AILA Blog

How to Shrink the USCIS Backlog in One Minute or Less

Imagine if a multi-billion-dollar entity that has chronically failed to meet core organizational goals—a failure causing hardship for millions of customers—touted to those customers a “solution:” laxer goals.

This is no hypothetical. US Citizenship and Immigration Services (USCIS), the agency whose failure to timely process applications for immigration benefits is burdening millions of individuals, families, and American businesses nationwide, is now championing lowered standards for case processing as one solution.

During a July 16 Congressional hearing on its crisis-level case backlog, USCIS outlined various prongs of a backlog reduction plan—some of them constructive, others unacceptable. Its aim to “Redefine Processing Time Goals to Better Reflect True Cycle Times” falls squarely into the latter category.  USCIS’s testimony indicates that, at minimum, the agency could lengthen the green card application processing time goal, currently set at 120 days.

While relaxation of this and other processing time benchmarks would technically reduce the backlog as USCIS commonly measures it, it would not improve actual processing times or the lives of applicants. The agency defines its “net backlog”—which officials often call simply “the backlog”—as the number of cases not adjudicated within processing time goals. Cases that USCIS cannot presently act on, such as applications with outstanding requests for supplemental evidence, are excluded from this figure.

Under this definition, the size of USCIS’s net backlog hinges on the processing time goals self-assigned by the agency.  Faster goals would instantly increase the backlog by pushing more pending cases outside target thresholds. Slower goals would automatically shrink it. The new benchmarks would not necessarily shift processing times themselves, just USCIS’s determination of whether those times constitute a delay. In fact, even if processing times spike, laxer goals could send the net backlog into freefall. That plunge could project a misleading impression of improved agency performance, masking continued deterioration of USCIS services along with heightened customer hardship.

But this “solution” is troubling not just because it solves nothing.
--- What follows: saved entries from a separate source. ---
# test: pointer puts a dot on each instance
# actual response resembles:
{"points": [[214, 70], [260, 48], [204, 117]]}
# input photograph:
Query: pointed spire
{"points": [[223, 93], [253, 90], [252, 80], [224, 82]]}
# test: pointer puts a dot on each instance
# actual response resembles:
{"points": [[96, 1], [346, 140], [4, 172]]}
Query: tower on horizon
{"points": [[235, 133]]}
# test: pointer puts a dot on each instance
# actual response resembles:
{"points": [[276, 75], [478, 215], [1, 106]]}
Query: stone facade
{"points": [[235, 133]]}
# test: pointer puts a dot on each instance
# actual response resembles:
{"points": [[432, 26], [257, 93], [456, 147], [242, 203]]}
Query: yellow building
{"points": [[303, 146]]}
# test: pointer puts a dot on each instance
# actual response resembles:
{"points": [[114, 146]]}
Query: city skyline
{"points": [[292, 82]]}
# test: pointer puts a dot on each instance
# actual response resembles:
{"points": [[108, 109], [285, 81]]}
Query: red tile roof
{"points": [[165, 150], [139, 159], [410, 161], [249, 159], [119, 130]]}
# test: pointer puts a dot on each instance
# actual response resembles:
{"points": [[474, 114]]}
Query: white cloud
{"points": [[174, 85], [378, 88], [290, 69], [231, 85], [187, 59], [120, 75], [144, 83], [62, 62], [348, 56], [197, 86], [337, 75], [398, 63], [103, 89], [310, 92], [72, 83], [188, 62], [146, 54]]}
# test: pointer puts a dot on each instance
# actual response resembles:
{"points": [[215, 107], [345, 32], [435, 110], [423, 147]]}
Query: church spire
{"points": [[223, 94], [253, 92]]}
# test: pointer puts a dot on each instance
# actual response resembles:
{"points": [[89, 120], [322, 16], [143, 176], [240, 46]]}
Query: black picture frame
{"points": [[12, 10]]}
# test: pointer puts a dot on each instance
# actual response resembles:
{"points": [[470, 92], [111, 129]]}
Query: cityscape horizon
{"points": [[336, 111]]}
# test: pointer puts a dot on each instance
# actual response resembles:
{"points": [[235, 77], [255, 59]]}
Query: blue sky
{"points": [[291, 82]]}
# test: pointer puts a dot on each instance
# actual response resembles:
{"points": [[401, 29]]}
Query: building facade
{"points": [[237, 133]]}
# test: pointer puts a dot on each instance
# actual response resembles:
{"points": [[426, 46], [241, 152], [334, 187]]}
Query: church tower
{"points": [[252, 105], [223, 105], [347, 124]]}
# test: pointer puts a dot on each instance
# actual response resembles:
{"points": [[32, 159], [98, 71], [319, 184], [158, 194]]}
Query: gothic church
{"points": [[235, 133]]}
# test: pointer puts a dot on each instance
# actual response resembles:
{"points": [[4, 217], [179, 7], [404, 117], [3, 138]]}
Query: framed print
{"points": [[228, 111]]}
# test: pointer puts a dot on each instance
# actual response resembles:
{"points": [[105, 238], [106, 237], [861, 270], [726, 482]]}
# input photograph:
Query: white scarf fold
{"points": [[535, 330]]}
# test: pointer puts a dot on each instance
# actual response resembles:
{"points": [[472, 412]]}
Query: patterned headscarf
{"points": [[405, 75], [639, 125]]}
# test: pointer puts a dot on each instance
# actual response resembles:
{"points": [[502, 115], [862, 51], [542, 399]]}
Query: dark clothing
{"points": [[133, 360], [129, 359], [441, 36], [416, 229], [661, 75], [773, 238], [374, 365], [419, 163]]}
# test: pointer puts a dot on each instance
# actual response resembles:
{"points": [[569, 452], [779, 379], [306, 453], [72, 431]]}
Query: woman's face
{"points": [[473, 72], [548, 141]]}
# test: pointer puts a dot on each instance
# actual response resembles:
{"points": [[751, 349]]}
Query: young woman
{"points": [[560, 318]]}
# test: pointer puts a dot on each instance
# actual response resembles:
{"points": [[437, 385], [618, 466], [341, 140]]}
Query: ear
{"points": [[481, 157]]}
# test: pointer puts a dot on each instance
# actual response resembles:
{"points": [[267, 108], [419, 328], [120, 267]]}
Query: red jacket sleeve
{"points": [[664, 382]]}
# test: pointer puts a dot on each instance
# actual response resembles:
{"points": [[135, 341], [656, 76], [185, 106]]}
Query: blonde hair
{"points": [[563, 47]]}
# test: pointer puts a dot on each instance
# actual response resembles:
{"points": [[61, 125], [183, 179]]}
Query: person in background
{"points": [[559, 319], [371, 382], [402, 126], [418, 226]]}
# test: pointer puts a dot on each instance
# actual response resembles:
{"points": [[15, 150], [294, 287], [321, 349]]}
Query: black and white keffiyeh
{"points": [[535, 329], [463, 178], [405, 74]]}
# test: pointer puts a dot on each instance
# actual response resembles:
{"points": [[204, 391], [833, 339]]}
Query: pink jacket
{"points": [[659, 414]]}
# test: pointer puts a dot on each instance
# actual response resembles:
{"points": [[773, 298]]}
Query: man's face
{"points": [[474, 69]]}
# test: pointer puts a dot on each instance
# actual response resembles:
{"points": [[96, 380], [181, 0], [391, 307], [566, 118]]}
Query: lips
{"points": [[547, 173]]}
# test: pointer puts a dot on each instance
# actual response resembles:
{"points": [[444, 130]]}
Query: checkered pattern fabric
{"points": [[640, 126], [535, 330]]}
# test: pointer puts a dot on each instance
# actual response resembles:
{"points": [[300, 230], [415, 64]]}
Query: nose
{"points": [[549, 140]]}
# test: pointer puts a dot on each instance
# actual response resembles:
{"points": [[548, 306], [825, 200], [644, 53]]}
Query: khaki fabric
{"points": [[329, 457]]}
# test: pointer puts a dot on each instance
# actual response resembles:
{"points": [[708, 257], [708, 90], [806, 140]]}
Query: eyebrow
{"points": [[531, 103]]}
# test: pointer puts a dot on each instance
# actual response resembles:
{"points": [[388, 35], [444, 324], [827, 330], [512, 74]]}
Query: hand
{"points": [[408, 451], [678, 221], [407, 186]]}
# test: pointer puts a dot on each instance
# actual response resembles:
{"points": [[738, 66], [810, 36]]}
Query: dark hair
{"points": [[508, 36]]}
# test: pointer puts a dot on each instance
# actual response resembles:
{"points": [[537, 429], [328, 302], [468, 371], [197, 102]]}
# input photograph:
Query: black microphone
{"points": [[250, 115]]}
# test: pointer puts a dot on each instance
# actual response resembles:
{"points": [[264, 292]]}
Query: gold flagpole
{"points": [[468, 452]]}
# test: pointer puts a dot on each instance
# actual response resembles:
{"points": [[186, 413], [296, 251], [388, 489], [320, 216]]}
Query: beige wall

It also conveys an unwillingness to accept accountability for, and even promotes normalization of, the agency’s systemic failure to process cases efficiently. To “Redefine Processing Time Goals to Better Reflect True Cycle Times” is to change goals to accommodate underperformance rather than to change performance to meet goals. During the July 16 hearing, Rep. Joe Neguse (D-CO) underscored this point. He observed that, during his tenure as Executive Director of a consumer protection agency in Colorado, “it would not be received well if I said well, I’m going to simply change the processing time because we can’t meet it.”

USCIS offers unconvincing justifications for moving its goalposts. It cites a July 2018 report in which DHS’s Office of Inspector General found that the 120-day green card application processing time goal was “unrealistic.” But the report based this conclusion on USCIS adjudications as they are currently administered without meaningfully assessing their efficiency. As AILA has documented, inefficient policies pervade those adjudications. Such measures include an unnecessary in-person interview requirement for all employment-based green card applicants that, by the agency’s own admission, has slowed case processing since its implementation in October 2017. It should come as no surprise that wasteful, time-intensive policies like this one would render existing processing time goals less tenable. Rather than fix the policies, however, USCIS has resolved to loosen the goals.

USCIS also maintains that revisions to processing time goals “would set more realistic timelines for the public on how long they should expect to wait.” But those goals are distinct from the “current processing times” that USCIS provides on its website as a public tool for identifying normal processing periods for green card cases and other form types.  If the agency wants to better manage expectations, it should provide more transparent and accurate data on current processing rather than water down its performance objectives.

The millions of backlogged individuals, families, and U.S. businesses need meaningful solutions to the agency’s crisis-level delays. Lowered standards are not among them. As a starting point, USCIS should reverse inefficient policies and practices, like the referenced in-person interview requirement, that comprise core drivers of the backlog. And Congress should swiftly pass legislation that, by strengthening USCIS transparency and accountability, helps promote timely adjudications.

Ultimately, our nation of immigrants cannot and will not accept a normalization of delays. We deserve a USCIS that rises to its processing time goals, not one that runs from them.